Sarah M'Gowan herself went to the Daltons, where typhus and starvation were doing their worst, to render what service she could, and Mave Sullivan would have done the same but for the entreaties of her parents, who feared the terrible fever.
The Black Prophet alone went on his way unmoved, scheming to accomplish his vile ends. It was not enough for him that Mave was to be abducted; he had also planned a robbery for the same night, and was further resolved to procure the conviction of old Condy Dalton for the almost forgotten murder of Sullivan in the glen.
M'Gowan was driven to this last step by his own disturbed mind. The disappearance of the tobacco-box troubled him, for on seeking it under the thatch it was no longer there, and the discovery by his wife of a skeleton buried near their cabin caused him still greater uneasiness.
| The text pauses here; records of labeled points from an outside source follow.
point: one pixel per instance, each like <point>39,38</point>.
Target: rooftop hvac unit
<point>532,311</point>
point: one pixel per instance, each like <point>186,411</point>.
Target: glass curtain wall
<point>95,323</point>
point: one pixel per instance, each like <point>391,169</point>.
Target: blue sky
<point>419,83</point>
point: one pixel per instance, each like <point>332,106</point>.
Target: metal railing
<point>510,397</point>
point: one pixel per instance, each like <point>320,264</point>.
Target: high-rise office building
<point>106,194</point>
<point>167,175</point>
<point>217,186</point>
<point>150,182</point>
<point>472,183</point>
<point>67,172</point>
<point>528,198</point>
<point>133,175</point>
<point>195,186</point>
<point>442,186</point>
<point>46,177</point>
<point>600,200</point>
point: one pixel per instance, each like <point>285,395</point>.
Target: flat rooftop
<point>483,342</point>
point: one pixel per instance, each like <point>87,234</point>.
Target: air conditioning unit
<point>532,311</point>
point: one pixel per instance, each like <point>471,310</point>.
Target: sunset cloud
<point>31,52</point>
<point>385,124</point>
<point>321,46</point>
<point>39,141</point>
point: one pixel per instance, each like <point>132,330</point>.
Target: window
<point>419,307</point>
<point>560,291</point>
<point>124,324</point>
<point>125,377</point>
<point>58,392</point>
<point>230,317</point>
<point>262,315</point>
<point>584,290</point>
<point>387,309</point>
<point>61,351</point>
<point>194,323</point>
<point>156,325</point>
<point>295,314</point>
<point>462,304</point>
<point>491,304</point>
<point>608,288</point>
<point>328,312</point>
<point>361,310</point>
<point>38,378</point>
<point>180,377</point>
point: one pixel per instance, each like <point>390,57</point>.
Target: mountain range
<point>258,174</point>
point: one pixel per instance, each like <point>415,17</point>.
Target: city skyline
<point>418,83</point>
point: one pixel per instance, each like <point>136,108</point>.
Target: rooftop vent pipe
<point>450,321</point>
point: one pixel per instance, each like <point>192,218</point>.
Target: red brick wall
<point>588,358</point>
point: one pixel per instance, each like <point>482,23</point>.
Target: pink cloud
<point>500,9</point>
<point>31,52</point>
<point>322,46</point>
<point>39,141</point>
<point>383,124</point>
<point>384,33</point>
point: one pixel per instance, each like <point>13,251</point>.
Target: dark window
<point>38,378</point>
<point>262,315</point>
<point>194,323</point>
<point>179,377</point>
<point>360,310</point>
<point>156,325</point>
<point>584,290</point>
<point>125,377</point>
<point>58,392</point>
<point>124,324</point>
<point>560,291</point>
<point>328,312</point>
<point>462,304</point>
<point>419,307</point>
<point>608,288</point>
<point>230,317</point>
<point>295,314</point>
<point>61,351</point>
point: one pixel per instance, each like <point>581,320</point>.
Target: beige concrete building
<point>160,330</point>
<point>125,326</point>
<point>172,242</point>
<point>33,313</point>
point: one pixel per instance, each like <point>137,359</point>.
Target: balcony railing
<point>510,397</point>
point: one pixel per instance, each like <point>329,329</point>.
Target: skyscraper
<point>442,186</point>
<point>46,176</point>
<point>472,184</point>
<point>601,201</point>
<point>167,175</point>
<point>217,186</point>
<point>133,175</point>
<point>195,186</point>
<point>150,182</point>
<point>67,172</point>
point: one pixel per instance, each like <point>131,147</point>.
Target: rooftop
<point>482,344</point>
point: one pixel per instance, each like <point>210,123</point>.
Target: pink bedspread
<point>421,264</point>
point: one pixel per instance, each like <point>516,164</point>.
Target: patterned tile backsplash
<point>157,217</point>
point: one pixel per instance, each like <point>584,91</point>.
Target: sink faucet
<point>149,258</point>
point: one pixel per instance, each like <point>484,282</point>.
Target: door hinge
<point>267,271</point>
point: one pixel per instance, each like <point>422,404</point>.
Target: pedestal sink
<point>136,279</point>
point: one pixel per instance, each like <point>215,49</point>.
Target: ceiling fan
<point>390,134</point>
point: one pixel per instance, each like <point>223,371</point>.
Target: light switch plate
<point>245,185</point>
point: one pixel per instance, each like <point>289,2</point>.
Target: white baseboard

Then Sarah had followed him one night, when he was walking in his sleep, to the secret grave of the murdered man, and though the Prophet did not say anything on that occasion to incriminate himself, he was vexed by the occurrence.
So, on the information of Donnel M'Gowan, and a man called Roddy Duncan, who was deep in the Prophet's subtle villainies, the skeleton was dug up, and old Condy Dalton arrested.
"It's the will of God!" replied the old man, when the police-officers entered his unhappy dwelling, and charged him with the murder of Bartholomew Sullivan. "It's God's will, an' I won't consale it any longer. Take me away. I'm guilty--I'm guilty!"
Sarah was ministering to the Daltons at the very time when her father was informing against old Condy, and was present when the police took him away in custody. Shortly afterwards, when she had left the house, she was struck down by typhus.
In a shed that simply consisted of a few sticks laid up against the side of a ditch, with the remnant of some loose straw for bedding, Mave Sullivan found the suffering girl, with no other pillow than a sod of earth.
"Father of mercy!" thought Mave, "how will she live--how can she live here? An' is she to die in this miserable way in a Christian land?"
Sarah lay groaning with pain, and then raving in delirium.
"I won't break my promise, father, but I'll break my heart; an' I can't even give her warning. Ah, but it's treachery, an' I hate that. No, no; I'll have no hand in it--manage it your own way!"